Sen. John McCain (R-AZ) said Americans "should not be forced to choose between filling a prescription or making their monthly mortgage payment."
McCain said the legislation would bring much-needed transparency to prescription drug prices – a policy that 8 in 10 Americans support, according to the Kaiser Family Foundation. Transparency leads to accountability, and it is past time that mantra applied to the skyrocketing cost of prescription medication, he said.
U.S. prescription drug spending reached a record high of $425 billion in 2015, accounting for almost 16.7 percent of all U.S. health care spending, with expectations that spending will surpass $600 billion by 2020.
“It’s abundantly clear that we need to address the unsustainable trend of sky-high prescription drug prices,” said Jo Ann Jenkins, CEO of AARP, which has lined up behind the measure. “The FAIR Drug Pricing Act is an important step in demanding more transparency from pharmaceutical companies when they dramatically raise the prices of their products.”
Nearly 60% of Americans take at least one prescription drug on a regular basis, according to a study published in JAMA, Jenkins noted. The average senior takes four medications on a regular basis. According to an AARP report, retail prices for a combined set of widely used prescription drugs consistently increased faster than general inflation in every year from 2006 to 2013.

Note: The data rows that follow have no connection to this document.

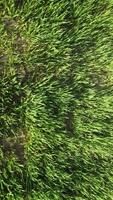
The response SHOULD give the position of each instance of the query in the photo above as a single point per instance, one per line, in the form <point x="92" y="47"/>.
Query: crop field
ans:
<point x="56" y="99"/>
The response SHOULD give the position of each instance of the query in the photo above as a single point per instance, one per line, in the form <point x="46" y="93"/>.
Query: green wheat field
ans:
<point x="56" y="99"/>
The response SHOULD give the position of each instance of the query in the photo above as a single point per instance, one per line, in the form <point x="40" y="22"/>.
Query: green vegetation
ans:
<point x="56" y="100"/>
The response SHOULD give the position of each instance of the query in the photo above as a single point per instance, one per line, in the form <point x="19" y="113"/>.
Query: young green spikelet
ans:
<point x="56" y="100"/>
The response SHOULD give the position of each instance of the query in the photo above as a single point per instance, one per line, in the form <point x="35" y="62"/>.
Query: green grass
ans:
<point x="56" y="100"/>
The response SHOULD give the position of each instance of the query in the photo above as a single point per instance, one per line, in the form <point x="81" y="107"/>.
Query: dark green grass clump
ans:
<point x="56" y="101"/>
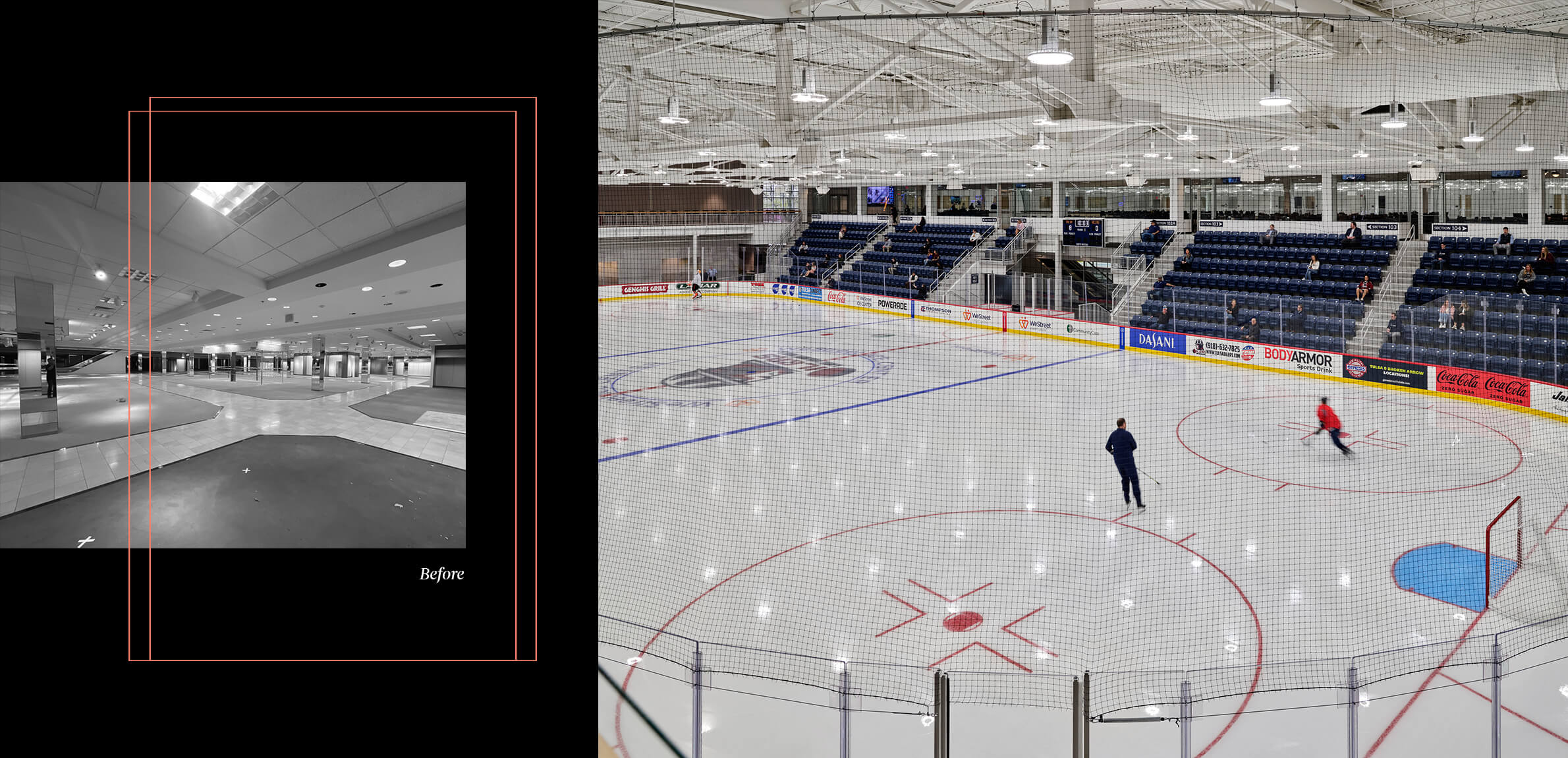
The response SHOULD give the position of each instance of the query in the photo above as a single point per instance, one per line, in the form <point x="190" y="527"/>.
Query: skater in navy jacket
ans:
<point x="1120" y="446"/>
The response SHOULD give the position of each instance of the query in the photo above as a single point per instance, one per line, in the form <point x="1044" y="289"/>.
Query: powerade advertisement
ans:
<point x="1162" y="341"/>
<point x="1387" y="372"/>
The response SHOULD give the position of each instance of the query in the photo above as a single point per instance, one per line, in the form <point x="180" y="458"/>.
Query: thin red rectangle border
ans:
<point x="129" y="125"/>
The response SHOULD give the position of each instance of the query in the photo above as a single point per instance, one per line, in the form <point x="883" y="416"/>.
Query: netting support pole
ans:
<point x="1354" y="702"/>
<point x="1186" y="719"/>
<point x="1078" y="719"/>
<point x="1087" y="718"/>
<point x="1496" y="699"/>
<point x="696" y="702"/>
<point x="844" y="713"/>
<point x="939" y="686"/>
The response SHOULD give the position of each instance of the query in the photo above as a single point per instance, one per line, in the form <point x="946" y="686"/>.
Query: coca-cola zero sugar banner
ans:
<point x="1484" y="385"/>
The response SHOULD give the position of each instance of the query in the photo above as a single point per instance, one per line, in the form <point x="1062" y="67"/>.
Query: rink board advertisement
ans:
<point x="1482" y="385"/>
<point x="1090" y="332"/>
<point x="1162" y="341"/>
<point x="1550" y="397"/>
<point x="1387" y="372"/>
<point x="1275" y="357"/>
<point x="960" y="314"/>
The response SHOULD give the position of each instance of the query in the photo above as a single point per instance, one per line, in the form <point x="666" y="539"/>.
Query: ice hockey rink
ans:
<point x="916" y="495"/>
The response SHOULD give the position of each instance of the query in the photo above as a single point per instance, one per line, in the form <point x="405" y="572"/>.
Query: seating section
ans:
<point x="1299" y="241"/>
<point x="1270" y="285"/>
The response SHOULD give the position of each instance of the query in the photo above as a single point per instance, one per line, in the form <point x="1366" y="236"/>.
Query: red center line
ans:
<point x="1505" y="709"/>
<point x="1424" y="686"/>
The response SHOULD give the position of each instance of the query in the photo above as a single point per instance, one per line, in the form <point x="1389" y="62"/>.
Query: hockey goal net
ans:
<point x="1526" y="578"/>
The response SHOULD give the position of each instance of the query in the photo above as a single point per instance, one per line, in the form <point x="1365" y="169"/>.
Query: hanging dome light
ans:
<point x="1275" y="98"/>
<point x="808" y="88"/>
<point x="1050" y="52"/>
<point x="673" y="115"/>
<point x="1393" y="117"/>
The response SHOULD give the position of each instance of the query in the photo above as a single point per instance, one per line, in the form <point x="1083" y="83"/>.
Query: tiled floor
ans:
<point x="38" y="479"/>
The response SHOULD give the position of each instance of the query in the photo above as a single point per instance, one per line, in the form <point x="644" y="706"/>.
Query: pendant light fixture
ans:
<point x="673" y="113"/>
<point x="1050" y="52"/>
<point x="1393" y="117"/>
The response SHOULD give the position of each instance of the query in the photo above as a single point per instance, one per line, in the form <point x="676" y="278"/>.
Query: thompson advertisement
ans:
<point x="1090" y="332"/>
<point x="1484" y="385"/>
<point x="959" y="314"/>
<point x="1387" y="372"/>
<point x="1164" y="341"/>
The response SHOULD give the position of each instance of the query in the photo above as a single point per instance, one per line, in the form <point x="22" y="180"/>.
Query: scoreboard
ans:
<point x="1084" y="233"/>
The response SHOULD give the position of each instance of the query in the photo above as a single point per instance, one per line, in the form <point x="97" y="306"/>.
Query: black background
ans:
<point x="92" y="606"/>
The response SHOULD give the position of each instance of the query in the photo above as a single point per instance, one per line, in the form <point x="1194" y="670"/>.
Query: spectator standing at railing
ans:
<point x="1352" y="237"/>
<point x="1526" y="278"/>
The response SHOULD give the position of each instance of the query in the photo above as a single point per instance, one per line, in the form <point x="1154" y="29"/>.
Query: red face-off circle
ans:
<point x="962" y="620"/>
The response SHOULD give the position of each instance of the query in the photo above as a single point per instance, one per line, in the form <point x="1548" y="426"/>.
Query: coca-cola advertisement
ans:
<point x="1484" y="385"/>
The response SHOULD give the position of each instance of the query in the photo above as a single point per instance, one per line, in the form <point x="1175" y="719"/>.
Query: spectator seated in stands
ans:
<point x="1396" y="328"/>
<point x="1526" y="278"/>
<point x="1352" y="237"/>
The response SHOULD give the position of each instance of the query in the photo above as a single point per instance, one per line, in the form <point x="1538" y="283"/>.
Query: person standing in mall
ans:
<point x="1120" y="448"/>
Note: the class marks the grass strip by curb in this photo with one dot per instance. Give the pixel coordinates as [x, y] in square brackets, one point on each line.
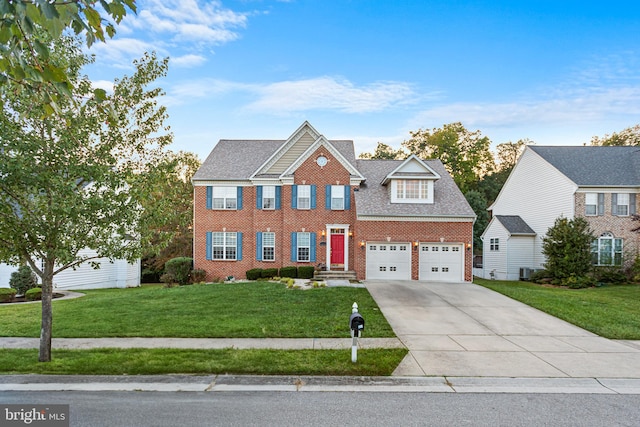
[109, 361]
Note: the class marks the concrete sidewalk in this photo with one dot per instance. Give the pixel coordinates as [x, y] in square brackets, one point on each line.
[465, 330]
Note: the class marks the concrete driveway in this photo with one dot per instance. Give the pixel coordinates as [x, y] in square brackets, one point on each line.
[462, 329]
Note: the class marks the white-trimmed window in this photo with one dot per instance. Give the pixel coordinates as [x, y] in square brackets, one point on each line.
[304, 247]
[224, 245]
[412, 191]
[268, 246]
[225, 198]
[304, 197]
[269, 197]
[606, 250]
[337, 197]
[591, 204]
[622, 204]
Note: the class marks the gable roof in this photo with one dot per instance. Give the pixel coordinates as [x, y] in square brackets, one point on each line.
[594, 165]
[411, 168]
[515, 225]
[373, 199]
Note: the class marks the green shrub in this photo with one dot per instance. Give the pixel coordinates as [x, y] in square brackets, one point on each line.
[306, 272]
[541, 276]
[254, 274]
[269, 273]
[610, 275]
[7, 294]
[33, 294]
[180, 268]
[578, 282]
[291, 271]
[198, 275]
[23, 279]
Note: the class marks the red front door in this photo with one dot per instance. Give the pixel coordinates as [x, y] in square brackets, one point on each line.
[337, 249]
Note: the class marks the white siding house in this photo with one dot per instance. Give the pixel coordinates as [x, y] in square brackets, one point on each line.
[551, 182]
[116, 274]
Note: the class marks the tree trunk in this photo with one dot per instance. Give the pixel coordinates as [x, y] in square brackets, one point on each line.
[47, 313]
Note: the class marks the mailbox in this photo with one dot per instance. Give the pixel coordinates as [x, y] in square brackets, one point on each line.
[356, 323]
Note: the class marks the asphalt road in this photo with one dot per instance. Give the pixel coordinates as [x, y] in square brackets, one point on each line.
[157, 409]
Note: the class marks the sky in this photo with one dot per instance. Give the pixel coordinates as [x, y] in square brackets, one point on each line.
[555, 72]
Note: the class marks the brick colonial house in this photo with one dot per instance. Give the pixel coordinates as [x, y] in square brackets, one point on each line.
[309, 201]
[598, 183]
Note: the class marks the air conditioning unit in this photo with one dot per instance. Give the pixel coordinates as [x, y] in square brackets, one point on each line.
[525, 273]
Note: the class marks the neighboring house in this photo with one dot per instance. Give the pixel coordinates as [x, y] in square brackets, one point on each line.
[309, 201]
[598, 183]
[116, 274]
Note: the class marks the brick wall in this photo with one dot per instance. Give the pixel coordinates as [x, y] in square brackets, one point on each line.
[619, 226]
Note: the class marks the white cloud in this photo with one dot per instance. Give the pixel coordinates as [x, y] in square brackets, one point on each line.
[328, 93]
[186, 61]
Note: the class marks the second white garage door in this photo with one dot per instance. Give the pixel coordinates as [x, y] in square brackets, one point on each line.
[389, 261]
[441, 262]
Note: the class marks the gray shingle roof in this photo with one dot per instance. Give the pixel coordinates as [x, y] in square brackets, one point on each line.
[595, 165]
[515, 225]
[375, 199]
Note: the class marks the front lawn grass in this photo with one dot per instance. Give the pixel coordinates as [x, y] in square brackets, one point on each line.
[371, 362]
[609, 311]
[233, 310]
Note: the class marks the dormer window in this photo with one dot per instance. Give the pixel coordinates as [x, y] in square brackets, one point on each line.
[412, 191]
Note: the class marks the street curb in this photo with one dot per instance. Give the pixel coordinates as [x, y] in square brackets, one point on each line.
[249, 383]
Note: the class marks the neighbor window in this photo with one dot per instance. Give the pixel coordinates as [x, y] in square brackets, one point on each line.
[304, 197]
[268, 246]
[268, 197]
[337, 197]
[606, 250]
[591, 204]
[225, 198]
[412, 189]
[224, 245]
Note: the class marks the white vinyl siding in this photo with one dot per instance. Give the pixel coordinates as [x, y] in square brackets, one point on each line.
[538, 193]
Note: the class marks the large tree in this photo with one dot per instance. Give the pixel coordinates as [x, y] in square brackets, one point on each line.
[170, 189]
[25, 57]
[384, 151]
[465, 154]
[77, 179]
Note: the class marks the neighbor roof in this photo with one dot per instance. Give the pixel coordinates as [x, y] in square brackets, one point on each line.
[594, 165]
[515, 225]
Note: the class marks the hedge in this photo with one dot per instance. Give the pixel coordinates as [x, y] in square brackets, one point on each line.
[306, 272]
[7, 294]
[291, 272]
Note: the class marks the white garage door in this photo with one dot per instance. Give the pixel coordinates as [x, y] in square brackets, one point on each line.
[389, 261]
[441, 262]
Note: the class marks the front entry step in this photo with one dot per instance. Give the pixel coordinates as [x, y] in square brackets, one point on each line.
[335, 275]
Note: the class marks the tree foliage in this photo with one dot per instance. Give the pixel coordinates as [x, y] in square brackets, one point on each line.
[628, 136]
[384, 151]
[478, 203]
[465, 154]
[567, 247]
[25, 26]
[78, 178]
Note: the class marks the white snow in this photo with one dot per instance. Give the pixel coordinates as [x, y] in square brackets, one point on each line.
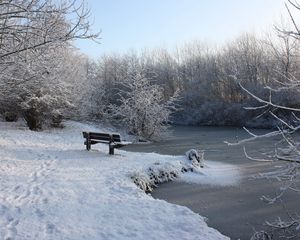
[214, 173]
[52, 188]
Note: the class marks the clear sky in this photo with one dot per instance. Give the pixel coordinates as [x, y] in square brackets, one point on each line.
[138, 24]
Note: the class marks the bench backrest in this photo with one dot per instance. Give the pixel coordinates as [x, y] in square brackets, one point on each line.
[114, 137]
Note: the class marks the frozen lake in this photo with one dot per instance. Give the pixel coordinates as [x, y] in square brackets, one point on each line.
[236, 211]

The average annual retail cost of widely used specialty prescription drugs was over $53,000 in 2013, more than twice the median income of $23,500 for Medicare beneficiaries.
What it would do
Specifically, the FAIR Drug Pricing Act would require drug manufacturers to notify the U.S. Department of Health and Human Services (HHS) and submit a transparency and justification report 30 days before they increase the price of certain drug products by more than 10 percent.
The report will require manufacturers to provide a justification for each price increase, manufacturing, and research and development cost for the qualifying drug; net profits attributable to the qualifying drug; marketing and advertising spending on the qualifying drug; and other information as deemed appropriate.
The bill will not prohibit manufacturers from increasing prices, but it will for the first time give taxpayers notice of price increases and bring basic transparency to the market for prescription drugs.